As Métis boys who grew up learning from their fur trader father in the vibrant fur trading posts of the Upper Great Lakes, Henry, Pierre Guillaume, and John Charles Sayer were destined to join the fur trade themselves.
By 1811, Henry, the eldest Sayer brother, had joined the North West Company (NWC). Henry’s younger brother, John Charles, had also joined the NWC by that time and was working in the Lac La Pluie District by the mid 1810s. The youngest brother, Pierre Guillaume Sayer, joined the NWC around 1818, just before it merged with the Hudson’s Bay Company (HBC) in 1821.

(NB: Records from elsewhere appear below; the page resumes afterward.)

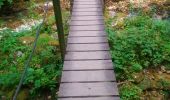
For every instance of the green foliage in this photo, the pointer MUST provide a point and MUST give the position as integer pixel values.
(3, 1)
(130, 92)
(44, 70)
(143, 43)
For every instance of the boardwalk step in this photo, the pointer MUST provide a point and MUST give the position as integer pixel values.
(88, 10)
(86, 18)
(88, 76)
(88, 72)
(87, 13)
(86, 6)
(88, 65)
(87, 47)
(87, 28)
(87, 40)
(80, 23)
(88, 89)
(95, 55)
(91, 98)
(87, 33)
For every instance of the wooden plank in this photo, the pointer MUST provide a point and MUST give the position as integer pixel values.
(88, 9)
(91, 98)
(86, 6)
(88, 76)
(87, 13)
(95, 22)
(87, 0)
(88, 89)
(87, 33)
(87, 28)
(91, 55)
(87, 47)
(88, 18)
(87, 40)
(88, 65)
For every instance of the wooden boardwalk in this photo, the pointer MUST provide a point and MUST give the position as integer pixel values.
(88, 71)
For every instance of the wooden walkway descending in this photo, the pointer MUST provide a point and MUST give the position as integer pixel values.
(88, 71)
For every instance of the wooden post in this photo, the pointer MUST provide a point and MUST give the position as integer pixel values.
(71, 6)
(59, 24)
(103, 4)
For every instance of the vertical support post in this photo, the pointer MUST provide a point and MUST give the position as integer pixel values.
(103, 4)
(59, 24)
(71, 5)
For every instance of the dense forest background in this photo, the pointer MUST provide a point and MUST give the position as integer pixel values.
(138, 34)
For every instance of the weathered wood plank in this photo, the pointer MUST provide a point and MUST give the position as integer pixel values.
(91, 98)
(95, 55)
(87, 40)
(80, 23)
(88, 89)
(88, 9)
(87, 28)
(87, 33)
(87, 3)
(87, 13)
(88, 76)
(87, 0)
(88, 18)
(86, 6)
(87, 47)
(88, 65)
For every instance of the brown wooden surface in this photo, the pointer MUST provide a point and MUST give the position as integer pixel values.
(88, 72)
(92, 98)
(88, 65)
(88, 89)
(87, 47)
(87, 34)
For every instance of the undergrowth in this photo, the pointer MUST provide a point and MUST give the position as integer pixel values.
(43, 73)
(140, 43)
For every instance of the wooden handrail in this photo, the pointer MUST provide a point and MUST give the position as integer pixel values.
(59, 24)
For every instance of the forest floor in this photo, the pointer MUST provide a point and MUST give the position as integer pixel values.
(151, 83)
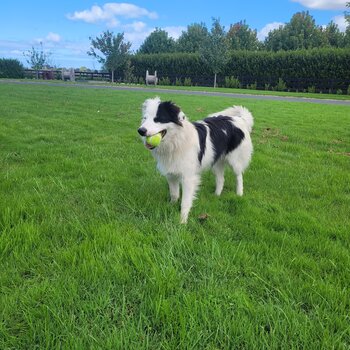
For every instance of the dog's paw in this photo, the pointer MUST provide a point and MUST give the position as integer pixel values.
(174, 199)
(183, 219)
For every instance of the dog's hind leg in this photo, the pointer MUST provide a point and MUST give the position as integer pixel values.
(174, 187)
(189, 188)
(239, 184)
(219, 169)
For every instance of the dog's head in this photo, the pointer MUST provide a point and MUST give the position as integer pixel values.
(160, 117)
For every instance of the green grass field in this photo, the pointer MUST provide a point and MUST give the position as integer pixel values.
(92, 255)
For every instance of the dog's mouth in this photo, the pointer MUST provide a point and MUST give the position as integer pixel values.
(150, 147)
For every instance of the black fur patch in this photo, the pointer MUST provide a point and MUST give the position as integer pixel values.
(202, 135)
(168, 112)
(224, 135)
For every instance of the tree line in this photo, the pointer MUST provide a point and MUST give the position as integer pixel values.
(215, 46)
(301, 32)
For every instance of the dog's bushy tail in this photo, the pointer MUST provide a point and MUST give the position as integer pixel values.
(246, 116)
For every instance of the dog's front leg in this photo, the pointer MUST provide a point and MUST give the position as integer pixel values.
(189, 188)
(174, 187)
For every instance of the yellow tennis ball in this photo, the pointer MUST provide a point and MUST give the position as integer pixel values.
(154, 140)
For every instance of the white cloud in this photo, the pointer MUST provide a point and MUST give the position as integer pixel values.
(323, 4)
(341, 22)
(110, 12)
(263, 33)
(174, 32)
(53, 37)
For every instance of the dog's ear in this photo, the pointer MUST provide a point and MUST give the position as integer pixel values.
(168, 112)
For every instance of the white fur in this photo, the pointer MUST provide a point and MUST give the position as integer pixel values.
(177, 154)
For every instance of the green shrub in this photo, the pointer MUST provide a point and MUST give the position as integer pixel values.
(281, 85)
(325, 68)
(11, 68)
(164, 81)
(231, 82)
(178, 82)
(252, 86)
(187, 82)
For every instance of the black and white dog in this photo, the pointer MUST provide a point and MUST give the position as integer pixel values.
(189, 148)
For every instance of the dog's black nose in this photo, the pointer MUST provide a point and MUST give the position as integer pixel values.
(142, 131)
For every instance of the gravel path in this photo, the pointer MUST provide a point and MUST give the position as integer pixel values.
(185, 92)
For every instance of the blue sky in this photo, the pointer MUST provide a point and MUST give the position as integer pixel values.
(64, 26)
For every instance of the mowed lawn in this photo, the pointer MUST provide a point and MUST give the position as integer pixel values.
(92, 255)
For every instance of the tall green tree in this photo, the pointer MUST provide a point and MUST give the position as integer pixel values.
(300, 33)
(193, 38)
(333, 36)
(214, 51)
(37, 58)
(110, 50)
(157, 42)
(241, 37)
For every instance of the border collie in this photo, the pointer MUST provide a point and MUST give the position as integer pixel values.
(187, 148)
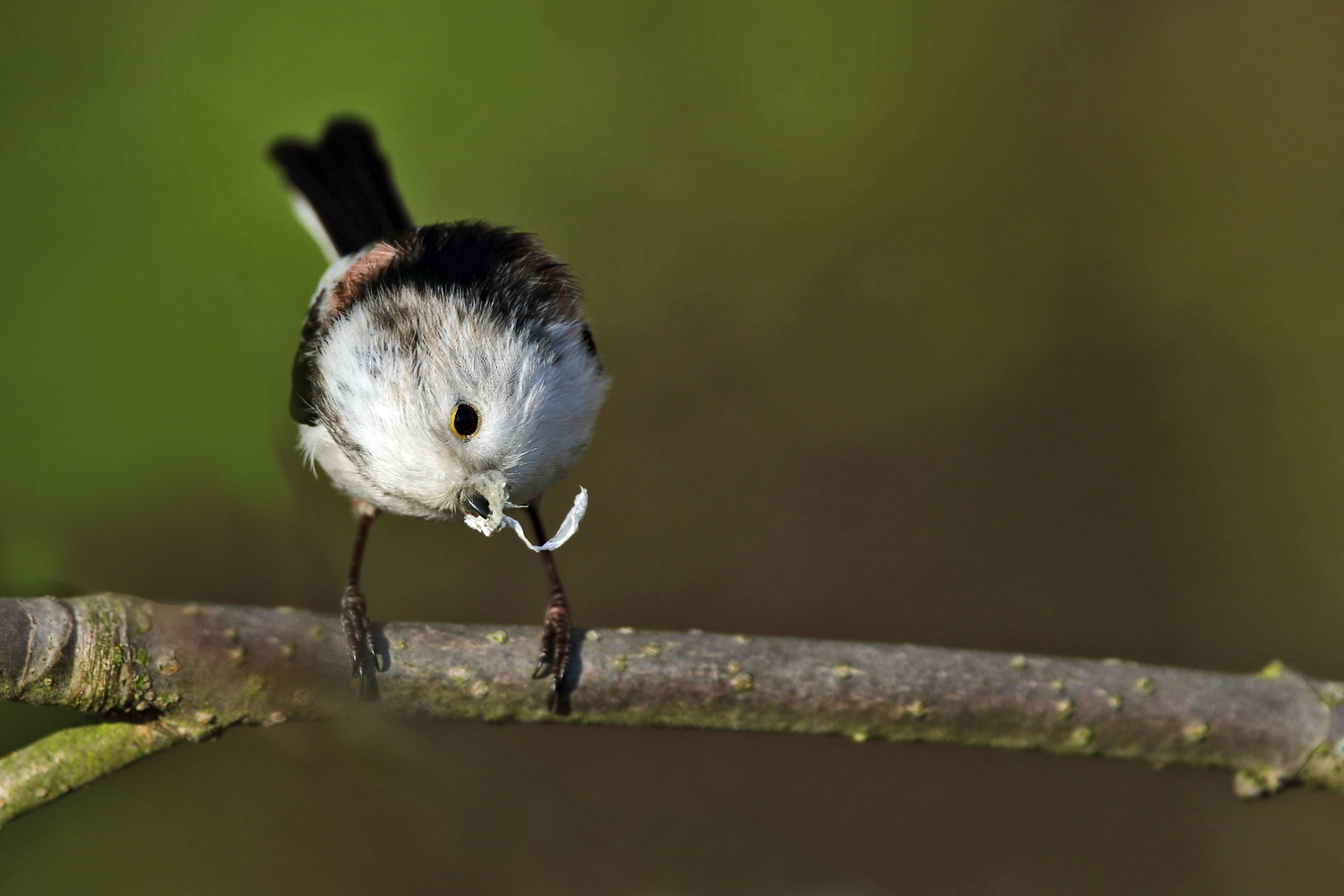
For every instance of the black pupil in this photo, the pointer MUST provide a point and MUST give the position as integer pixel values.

The Sayer brothers reconnected each year during the annual rendezvous at Fort William, on the north shore of Lake Superior—which had been an important gathering location within the historic fur trade since the NWC relocated their Lake Superior district headquarters there in 1803.
Each summer, traders from across west central North America, like the Sayer brothers, gathered at Fort William to discuss business and celebrate with music, dancing, and games.
Pierre Guillaume Sayer was eventually assigned to Cumberland House, an important pemmican depot in present-day northeastern Saskatchewan. There, Pierre Guillaume worked alongside fellow trader Hyppolite Brissette—who, with his Métis wife Archange L'Hirondelle, would later become the parents of a prominent family in the Métis community at Penetanguishene. The two men would later cross paths again at Fort Pelly, working together as part of the supply distribution for the Swan River District.
Henry, Pierre Guillaume, and John Charles Sayer all played a role in the North West Company’s vast trading operations, drawing upon their Métis connections and the skills they learned from their father and other Métis traders growing up in Upper Great Lakes.